During their occupancy, plaintiffs claim that certain repairs were made to the building including: the installation of a circuit breaker box, electrical wiring, and pipes; the construction and demolition of walls, ceilings, windows and floors; and the installation of plumbing and bathroom fixtures. It is important to note that there is no proof that any of these repairs were done by competent or licensed electricians or plumbers, or that they meet minimal safety levels and, although we recognize plaintiffs' desire to remain in this building, the potential for injury or death to the occupants due to poor and improper construction or hazardous conditions must be of greater concern.

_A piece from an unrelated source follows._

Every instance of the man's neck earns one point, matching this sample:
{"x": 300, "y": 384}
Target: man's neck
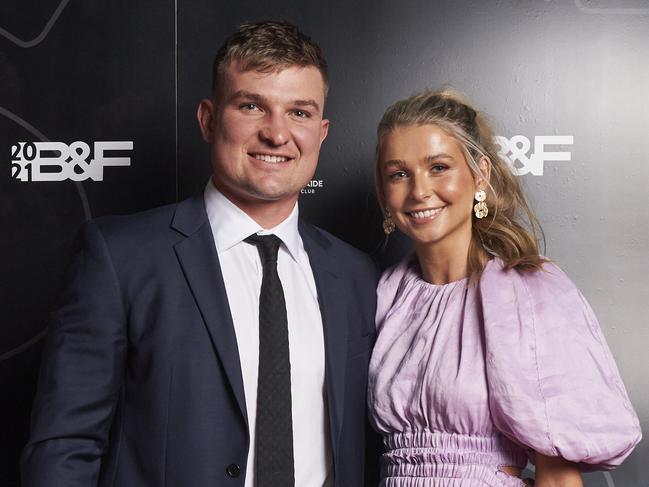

On April 26, 1994, plaintiffs were evicted by New York City Police Officers and HPD officials. On May 3, 1994, the IAS Court issued a temporary restraining order directing defendants to restore plaintiffs to possession of the premises. The defendants sought to appeal the order and, in the interim, plaintiffs were offered temporary housing which, after inspection, was refused. By order dated June 9, 1994, the IAS Court granted plaintiffs' motion for a preliminary injunction directing defendants to restore plaintiffs, as well as all property seized, to the premises. We now reverse.
It is clear that defendants herein acted within their rights in evicting plaintiffs as plaintiffs were illegal occupants, or squatters, and thus had no property interest in the premises or in its continued occupancy (Morillo v City of New York, 178 A.D.2d 7, 13, lv denied 80 N.Y.2d 752).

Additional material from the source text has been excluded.